You should run the engine to warm it up and change the oil while it is warm. This tends to allow impurities to be drained away with the oil. You should also change the oil filter, flush the engine with fresh water and circulate antifreeze through the manifold by using a pickup hose from the waterpump to a bucket of antifreeze. Start the engine and allow the antifreeze to circulate until water starts to exit the exhaust. This process will vary slightly depending on whether you have a "Raw Water" cooling system or an "Enclosed Fresh Water" cooling system. While you're in the engine room you should also change the fluid in your transmission.
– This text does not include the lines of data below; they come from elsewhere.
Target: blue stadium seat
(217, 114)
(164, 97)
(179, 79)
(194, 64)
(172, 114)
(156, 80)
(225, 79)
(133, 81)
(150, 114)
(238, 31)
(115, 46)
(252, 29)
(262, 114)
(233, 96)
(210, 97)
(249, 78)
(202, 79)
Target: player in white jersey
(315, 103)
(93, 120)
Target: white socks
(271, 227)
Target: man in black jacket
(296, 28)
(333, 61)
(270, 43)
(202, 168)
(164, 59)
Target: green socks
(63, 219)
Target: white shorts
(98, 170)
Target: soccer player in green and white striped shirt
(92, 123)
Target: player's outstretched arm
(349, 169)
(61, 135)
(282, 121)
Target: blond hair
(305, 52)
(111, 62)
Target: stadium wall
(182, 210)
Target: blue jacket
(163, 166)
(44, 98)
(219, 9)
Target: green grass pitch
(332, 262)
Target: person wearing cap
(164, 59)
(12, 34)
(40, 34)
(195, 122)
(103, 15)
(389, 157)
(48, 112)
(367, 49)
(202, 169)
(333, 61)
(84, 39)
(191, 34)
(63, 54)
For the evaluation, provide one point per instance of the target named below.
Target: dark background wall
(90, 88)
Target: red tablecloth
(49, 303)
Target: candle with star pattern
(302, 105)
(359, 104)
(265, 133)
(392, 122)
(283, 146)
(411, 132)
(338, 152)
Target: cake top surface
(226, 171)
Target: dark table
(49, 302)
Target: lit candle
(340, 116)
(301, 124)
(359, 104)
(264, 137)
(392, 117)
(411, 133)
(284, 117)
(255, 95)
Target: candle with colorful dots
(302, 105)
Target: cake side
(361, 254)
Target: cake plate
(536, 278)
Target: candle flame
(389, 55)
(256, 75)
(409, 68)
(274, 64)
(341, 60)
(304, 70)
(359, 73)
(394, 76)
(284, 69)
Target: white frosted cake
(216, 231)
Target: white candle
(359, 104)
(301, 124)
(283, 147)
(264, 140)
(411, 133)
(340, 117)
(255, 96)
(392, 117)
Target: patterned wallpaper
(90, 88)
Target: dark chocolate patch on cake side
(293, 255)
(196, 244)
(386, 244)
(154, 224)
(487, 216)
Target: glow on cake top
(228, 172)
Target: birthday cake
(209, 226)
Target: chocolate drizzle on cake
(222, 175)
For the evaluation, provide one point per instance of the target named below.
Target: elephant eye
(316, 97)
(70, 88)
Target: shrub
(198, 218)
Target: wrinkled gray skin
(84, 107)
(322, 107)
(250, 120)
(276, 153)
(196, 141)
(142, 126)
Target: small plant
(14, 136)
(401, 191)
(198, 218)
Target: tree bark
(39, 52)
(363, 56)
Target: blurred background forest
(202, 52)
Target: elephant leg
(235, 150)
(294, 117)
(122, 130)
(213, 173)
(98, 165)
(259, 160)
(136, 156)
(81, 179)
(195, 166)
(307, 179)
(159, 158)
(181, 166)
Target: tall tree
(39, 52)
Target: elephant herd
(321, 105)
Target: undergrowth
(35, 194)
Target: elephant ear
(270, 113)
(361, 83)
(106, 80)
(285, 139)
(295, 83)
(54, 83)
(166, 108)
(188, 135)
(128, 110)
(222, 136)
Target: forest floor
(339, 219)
Remove spark plugs and use "fogging oil" to spray into each cylinder. Wipe down the engine with a shop towel sprayed with a little fogging oil or WD-40.
Thoroughly inspect the stern drive and remove any plant life or barnacles from the lower unit. Drain the gear case and check for excessive moisture in the oil. This could indicate leaking seals and should be repaired. Clean the lower unit with soap and water. If your stern drive has a rubber boot, check it for cracks or pinholes. Grease all fittings and check fluid levels in hydraulic steering or lift pumps. Check with your owner's manual for additional recommendations by the manufacturer.
Flush engine with fresh water using flush muffs or similar device attached to the raw water pickup. Let all water drain from the engine. Wash engine down with soap and water and rinse thoroughly. Disconnect fuel hose and run engine until it stops. It is important to follow a step by step process to make sure that all fuel is drained from the carburetor to prevent build-up of deposits from evaporated fuel. Use fogging oil in the cylinders to lubricate the cylinder walls and pistons. Apply water resistant grease to propeller shaft and threads. Change the gear oil in the lower unit. Lightly lubricate the exterior of the engine or polish with a good wax.
Fill your fuel tank(s) to avoid a build up of condensation over the winter months. Add a fuel stabilizer by following the instructions on the product. Change the fuel filter and water separator.
Make sure the bilges are clean and dry. Use soap, hot water and a stiff brush to clean up any oil spills. Once the bilges are clean, spray with a moisture displacing lubricant and add a little antifreeze to prevent any water from freezing.
Fresh Water System
Completely drain the fresh water tank and hot water heater. Isolate the hot water heater by disconnecting the in and out lines and connect them together. Pump a non-toxic antifreeze into the system and turn on all the faucets including the shower and any wash-down areas until you see the antifreeze coming out. Also put non-toxic antifreeze in the water heater.
Pump out the holding tank at an approved facility. While pumping, add fresh water to the bowl and flush several times. Use Vanish crystals or whatever your owner's manual recommends that will not harm your system and let sit for a few minutes. Add fresh water and pump out again. Add antifreeze and pump through hoses, holding tank, y-valve, macerator and discharge hose. Check your owners manual to make sure that an alcohol-based antifreeze won't damage your system.
Once you have taken care of the system you should remove any valuables, electronics, lines, PFDs, fire extinguishers, flares, fenders, etc. Over the winter these items can be cleaned, checked and replaced as necessary. Open all drawers and lockers and clean thoroughly. Turn cushions up on edge so that air is able to circulate around them or, better yet, bring them home to a climate controlled area
Out of Water Storage
Pressure wash hull, clean barnacles off props and shafts, rudders, struts and trim tabs. Clean all thru-hulls and strainers. Open seacocks to allow any water to drain. Check the hull for blisters and if you find any that should be attended to you might want to open them to drain over the winter. While you're at it, why not give the hull a good wax job? It is probably best to take the batteries out of the boat and take them home and either put them on a trickle charger or charge them every 30-60 days.
By following some of the above suggestions, you should be in good shape for the winter. Do not, however, neglect to consult your owner's manuals for manufacturer's recommendations on winterizing your boat and other systems.